MIDI Keyboard With Frickin’ Laser Keys

laser keyboard

MIDI instruments are cool, but they’re not laser cool. That is, unless you’ve added lasers to your MIDI instrument like [Lasse].

[Lasse] started out with an old MIDI keyboard. The plan was to recycle an older keyboard rather than have to purchase something new. In this case, the team used an ESi Keycontrol 49. They keyboard was torn apart to get to the creamy center circuit boards. [Lasse] says that most MIDI keyboards come withe a MIDI controller board and the actual key control board.

Once the key controller board was identified, [Lasse] needed to figure out how to actually trigger the keys without the physical keyboard in place. He did this by shorting out different pads while the keyboard was hooked up to the computer. If he hit the correct pads, a note would play. Simple, but effective.

The housing for the project is made out of wood. Holes were drilled in one piece to mount 12 laser diodes. That number is not arbitrary. Those familiar with music theory will know that there are 12 notes in an octave. The lasers were powered via the 5V source from USB. The lasers were then aimed at another piece of wood.

Holes were drilled in this second piece wherever the lasers hit. Simple photo resistors were mounted here. The only other components needed for each laser sensor were a resistor and a transistor. This simple discreet circuit is enough to simulate a key press when the laser beam is broken. No programming or microcontrollers required.

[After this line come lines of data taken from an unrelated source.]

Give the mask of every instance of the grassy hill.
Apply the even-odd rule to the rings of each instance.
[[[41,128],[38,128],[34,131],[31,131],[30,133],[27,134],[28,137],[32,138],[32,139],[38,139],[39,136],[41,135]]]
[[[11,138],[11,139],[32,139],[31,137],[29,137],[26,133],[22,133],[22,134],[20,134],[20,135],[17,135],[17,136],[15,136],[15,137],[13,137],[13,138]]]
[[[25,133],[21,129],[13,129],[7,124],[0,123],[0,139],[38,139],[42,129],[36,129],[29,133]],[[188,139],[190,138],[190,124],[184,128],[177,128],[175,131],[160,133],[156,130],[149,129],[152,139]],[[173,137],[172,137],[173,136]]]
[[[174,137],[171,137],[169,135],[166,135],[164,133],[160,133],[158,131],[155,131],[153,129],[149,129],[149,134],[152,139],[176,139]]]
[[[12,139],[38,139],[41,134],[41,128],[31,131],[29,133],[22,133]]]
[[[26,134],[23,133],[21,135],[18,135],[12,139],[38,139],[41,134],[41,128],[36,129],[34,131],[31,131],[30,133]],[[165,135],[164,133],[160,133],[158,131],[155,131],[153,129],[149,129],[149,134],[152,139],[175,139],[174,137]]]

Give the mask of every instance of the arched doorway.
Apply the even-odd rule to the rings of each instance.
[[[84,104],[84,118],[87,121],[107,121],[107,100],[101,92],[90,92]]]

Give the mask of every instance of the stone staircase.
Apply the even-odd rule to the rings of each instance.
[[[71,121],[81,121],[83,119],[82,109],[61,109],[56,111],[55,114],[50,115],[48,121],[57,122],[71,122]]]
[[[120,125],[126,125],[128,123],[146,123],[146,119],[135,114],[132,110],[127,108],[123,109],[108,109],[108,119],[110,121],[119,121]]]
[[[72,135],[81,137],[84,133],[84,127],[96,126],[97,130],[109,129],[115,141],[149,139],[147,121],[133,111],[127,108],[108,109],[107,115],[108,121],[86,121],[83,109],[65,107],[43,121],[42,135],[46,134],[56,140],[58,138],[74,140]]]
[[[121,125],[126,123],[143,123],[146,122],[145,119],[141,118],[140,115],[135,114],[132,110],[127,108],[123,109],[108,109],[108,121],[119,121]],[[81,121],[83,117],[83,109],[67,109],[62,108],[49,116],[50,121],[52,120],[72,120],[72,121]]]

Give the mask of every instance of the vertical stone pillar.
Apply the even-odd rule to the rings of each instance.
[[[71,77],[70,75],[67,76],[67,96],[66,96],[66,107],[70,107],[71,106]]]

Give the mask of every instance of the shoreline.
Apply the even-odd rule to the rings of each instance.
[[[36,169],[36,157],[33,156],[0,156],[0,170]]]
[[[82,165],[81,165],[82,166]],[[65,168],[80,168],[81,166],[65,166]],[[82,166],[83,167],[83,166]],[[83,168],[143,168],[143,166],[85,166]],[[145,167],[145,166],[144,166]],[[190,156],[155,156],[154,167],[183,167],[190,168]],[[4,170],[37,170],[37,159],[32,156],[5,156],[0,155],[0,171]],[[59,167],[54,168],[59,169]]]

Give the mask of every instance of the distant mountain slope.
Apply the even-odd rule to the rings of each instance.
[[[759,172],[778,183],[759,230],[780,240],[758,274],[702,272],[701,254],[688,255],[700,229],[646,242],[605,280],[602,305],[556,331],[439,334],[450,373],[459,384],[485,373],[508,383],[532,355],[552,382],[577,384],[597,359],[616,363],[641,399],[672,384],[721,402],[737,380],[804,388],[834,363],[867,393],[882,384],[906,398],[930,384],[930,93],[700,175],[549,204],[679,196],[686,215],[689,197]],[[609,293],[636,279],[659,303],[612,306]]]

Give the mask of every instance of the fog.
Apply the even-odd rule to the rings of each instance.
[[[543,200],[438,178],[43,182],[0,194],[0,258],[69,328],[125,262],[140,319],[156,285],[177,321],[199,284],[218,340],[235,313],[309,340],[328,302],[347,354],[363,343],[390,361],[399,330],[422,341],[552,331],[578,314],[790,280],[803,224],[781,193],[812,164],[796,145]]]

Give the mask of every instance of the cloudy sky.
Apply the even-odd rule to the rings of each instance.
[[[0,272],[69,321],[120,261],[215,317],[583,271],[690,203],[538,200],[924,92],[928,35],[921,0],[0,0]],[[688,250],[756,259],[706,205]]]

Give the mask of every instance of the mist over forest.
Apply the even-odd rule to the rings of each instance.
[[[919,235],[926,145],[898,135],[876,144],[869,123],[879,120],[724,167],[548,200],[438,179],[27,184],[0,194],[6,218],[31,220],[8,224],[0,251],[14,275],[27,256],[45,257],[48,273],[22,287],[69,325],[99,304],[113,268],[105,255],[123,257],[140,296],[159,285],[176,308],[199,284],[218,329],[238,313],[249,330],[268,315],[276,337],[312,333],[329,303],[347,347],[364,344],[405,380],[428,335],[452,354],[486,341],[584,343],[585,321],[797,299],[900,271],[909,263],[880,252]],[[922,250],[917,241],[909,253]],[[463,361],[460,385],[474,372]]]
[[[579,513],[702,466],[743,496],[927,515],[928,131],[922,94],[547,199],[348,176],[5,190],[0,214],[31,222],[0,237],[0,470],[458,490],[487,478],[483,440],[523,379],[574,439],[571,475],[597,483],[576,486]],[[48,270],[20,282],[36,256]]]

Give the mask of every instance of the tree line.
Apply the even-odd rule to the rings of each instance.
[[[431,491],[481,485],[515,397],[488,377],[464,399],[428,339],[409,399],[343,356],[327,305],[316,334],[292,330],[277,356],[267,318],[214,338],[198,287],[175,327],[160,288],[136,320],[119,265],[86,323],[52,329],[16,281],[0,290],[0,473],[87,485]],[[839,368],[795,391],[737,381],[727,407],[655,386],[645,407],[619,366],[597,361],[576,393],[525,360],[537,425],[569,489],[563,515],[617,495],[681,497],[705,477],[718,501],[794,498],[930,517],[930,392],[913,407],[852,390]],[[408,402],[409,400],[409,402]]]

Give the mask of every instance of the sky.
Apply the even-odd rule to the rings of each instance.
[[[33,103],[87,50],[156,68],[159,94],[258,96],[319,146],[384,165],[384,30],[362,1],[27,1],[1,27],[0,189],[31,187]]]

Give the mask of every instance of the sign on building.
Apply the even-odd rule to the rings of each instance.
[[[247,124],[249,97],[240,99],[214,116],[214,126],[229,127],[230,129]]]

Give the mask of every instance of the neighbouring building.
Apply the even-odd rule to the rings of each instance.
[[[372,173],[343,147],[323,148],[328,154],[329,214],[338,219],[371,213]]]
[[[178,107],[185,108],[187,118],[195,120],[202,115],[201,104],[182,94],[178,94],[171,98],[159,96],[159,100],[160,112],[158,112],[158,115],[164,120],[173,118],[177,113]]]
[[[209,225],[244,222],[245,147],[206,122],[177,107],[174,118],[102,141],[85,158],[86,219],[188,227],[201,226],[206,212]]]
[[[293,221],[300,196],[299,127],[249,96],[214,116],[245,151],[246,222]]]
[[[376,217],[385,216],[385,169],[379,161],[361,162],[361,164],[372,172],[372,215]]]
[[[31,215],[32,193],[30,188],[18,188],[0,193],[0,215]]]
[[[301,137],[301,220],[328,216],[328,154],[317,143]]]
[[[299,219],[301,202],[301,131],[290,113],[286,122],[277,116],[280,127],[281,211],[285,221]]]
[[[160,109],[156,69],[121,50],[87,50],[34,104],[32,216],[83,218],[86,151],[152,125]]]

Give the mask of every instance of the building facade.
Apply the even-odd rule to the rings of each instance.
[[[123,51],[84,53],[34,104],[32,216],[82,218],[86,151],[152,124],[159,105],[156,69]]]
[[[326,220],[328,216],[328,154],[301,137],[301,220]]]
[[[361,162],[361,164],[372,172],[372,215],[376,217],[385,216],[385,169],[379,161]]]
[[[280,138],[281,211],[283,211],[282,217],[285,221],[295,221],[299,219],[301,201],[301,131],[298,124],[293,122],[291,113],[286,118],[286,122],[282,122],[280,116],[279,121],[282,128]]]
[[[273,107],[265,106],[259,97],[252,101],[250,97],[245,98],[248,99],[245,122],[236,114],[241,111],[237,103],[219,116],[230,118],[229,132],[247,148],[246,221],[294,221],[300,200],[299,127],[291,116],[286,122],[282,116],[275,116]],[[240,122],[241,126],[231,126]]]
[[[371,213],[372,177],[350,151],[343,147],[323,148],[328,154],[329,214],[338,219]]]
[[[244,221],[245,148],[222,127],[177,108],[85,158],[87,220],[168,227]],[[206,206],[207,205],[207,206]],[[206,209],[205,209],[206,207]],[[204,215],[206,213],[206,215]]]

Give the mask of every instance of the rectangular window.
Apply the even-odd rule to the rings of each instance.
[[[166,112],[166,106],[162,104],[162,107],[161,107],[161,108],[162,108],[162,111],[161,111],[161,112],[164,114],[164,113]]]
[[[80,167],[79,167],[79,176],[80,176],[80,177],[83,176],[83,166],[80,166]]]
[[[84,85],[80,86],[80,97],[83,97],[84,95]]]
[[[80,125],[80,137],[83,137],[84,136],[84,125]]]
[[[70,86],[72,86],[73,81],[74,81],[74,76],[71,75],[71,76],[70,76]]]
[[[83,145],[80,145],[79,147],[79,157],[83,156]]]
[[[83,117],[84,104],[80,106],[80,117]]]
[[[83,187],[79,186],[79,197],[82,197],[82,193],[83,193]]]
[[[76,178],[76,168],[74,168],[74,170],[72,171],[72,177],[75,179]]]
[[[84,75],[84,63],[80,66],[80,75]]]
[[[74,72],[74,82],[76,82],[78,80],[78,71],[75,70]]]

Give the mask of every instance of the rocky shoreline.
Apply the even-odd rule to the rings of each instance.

Check out the demonstration video below to see how it works.


10 thoughts on “MIDI Keyboard With Frickin’ Laser Keys

    1. well they are real laser harp : the midi pitch is modify based on where the hand touch the laser . I saw one who does that with a wii remote IR sensor and it detected the position of the hand that touch the laser ( because the player use a white glove as Jmichel Jarre did) and so it detects the exact position of the bright area.

  1. Cool project. I have a thought that’s a little off point. I want to use ableton or any VST capable audio engineering software to create audio encryption so I can use encrypted audio in the radio spectrum. Mathematically the sounds produced by VST are very nonlinear (exploid rapidly) and could make for good encryption. So [data][VST]radio[inverse_VST][data]

    What do you think?

  2. Ive seen a rather similar project before, though it had a less nice housing and i think less keys. See link below.
    As i also stated there, you might want to go for NLCs instead of photo resistors, since a photo resistor has a decay of 30-40ms and a NLC has a rise of 5ms. There may be some disadvantage to it as well; i dont know for sure.


    Anyway im a bit disappointed in this project in the sense that such projects already exist in the HaD database and the project is incredibly simple without any actual hacks or tricks.